Only a return to predictable capital investment will prevent crises like the one engulfing schools from happening in our colleges, writes Jerry White

9 Sep 2023, 5:00

Amid the extensive attention given to the RAAC crisis gripping parliament and causing havoc for some schools’ start of term, one short sentence stood out for me. It came from the Institute of Fiscal Studies (IfS) in one of their characteristically objective and insightful analyses. Next to a graph on the DfE’s capital investment in education, a simple line that reads: “Before 2020, almost all of the spending will have been focused on schools”.

It is surely a testament to the ingenuity, doggedness and determination of college estates teams and leaders up and down the country that no college is currently fully or partially shut because of RAAC.  To have maintained and improved the FE estate against a backdrop of public sector austerity and the complete absence of any recurring capital funding for well over a decade is a remarkable achievement.
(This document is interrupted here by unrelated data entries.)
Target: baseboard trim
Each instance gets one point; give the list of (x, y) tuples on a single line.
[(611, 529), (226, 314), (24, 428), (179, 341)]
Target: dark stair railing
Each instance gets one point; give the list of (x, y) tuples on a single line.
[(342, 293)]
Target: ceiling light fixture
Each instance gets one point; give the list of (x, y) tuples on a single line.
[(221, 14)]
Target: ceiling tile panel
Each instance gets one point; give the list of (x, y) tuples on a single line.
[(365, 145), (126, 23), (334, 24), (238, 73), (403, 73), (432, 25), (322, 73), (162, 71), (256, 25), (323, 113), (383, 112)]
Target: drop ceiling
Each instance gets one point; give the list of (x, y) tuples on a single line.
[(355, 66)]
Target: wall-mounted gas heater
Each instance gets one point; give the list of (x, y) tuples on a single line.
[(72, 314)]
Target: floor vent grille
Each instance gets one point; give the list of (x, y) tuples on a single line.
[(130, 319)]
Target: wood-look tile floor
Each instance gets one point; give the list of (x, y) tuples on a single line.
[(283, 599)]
I’m long enough in the tooth to remember the days of recurring FE capital grants. These were utilised to deliver carefully planned and scheduled maintenance programmes to improve our campuses and address emerging issues.  We knew that next year (and the year after that) we would get a similar investment.

This predictability allowed medium- and even longer-term planning (remember that?), keeping the vital infrastructure of our buildings and estates operating safely and providing the high-quality learning environments to meet our communities’ skills needs.  Flat roofs were replaced before they sprang leaks. Lifts were upgraded before they persistently broke down. Windows were double-glazed to improve energy efficiency and the quality of our learning environments. 
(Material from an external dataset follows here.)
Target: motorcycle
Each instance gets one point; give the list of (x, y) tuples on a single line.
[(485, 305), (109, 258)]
Then came austerity. Combined with the transfer of any remaining FE capital funding to Local Enterprise Partnerships, the past 12 years or so have been characterised by colleges competing with each other for small investment pots. And these pots weren’t for unglamorous things like flat roofs or lifts; they were earmarked for landmark buildings and skills centres that could be opened with a fanfare. 
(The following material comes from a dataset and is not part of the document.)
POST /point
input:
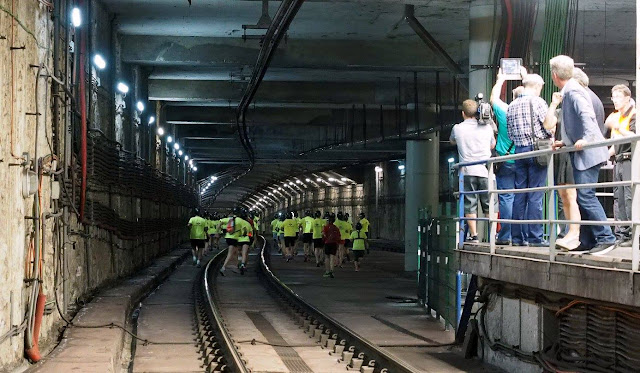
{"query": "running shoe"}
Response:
(602, 248)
We’ve managed to secure a number of these developments and they have made a significant difference to many students and apprentices. But having shiny new buildings while struggling to maintain existing ones has been a major headache.

Our campuses are assets that need regular investment

Others have written recently on one way the sector has coped, by utilising the appropriate accounting practices of depreciation to provide us with some of our own cash to reinvest. But that could never provide enough to keep up with the growing backlog of maintenance and improvements. 

A further reminder of the differential treatment of the FE sector comes from our annual allocations from HEFCE/OfS for our Higher Education provision. This includes recurring capital funding for this group of students.  

And of course, the DfE hasn’t been completely against funding capital maintenance in the post-16 sector. Local sixth forms have been getting small but regular capital investments every year while colleges have been wrapped in bidding rounds, costly capital bids, bureaucracy and, too often, disappointment.

The IfS report rightly notes the government’s recent (and very welcome) investment, primarily through the FE capital transformation fund. However, if colleges are going to ensure our estates can deal with emerging issues and remain safe and suitable learning environments, ministers need to address two key elements.

First, dropping investment on us with little or no warning and with very short delivery timescales means projects are chosen because they are possible rather than necessary. Capital investment needs careful planning and sufficient time to properly address the difficult and tricky issues present in all our estates.

Second, we can only properly manage the critical community assets which our colleges are with some level of predictability. Returning to annually funded capital investment would allow us to develop the medium- and maybe even long-term maintenance and improvement schedules that are required. Predictability would also provide us with a fighting chance of investing in the sustainability of our campuses – a critical agenda for our sector as well as government.

My thoughts are with education leaders wrestling with the awfully-timed RAAC crisis and mitigating its impact on their students, staff and communities. For the sake of all our learners, government must now recognise that our campuses are assets that need regular investment. Without it, history will only repeat itself.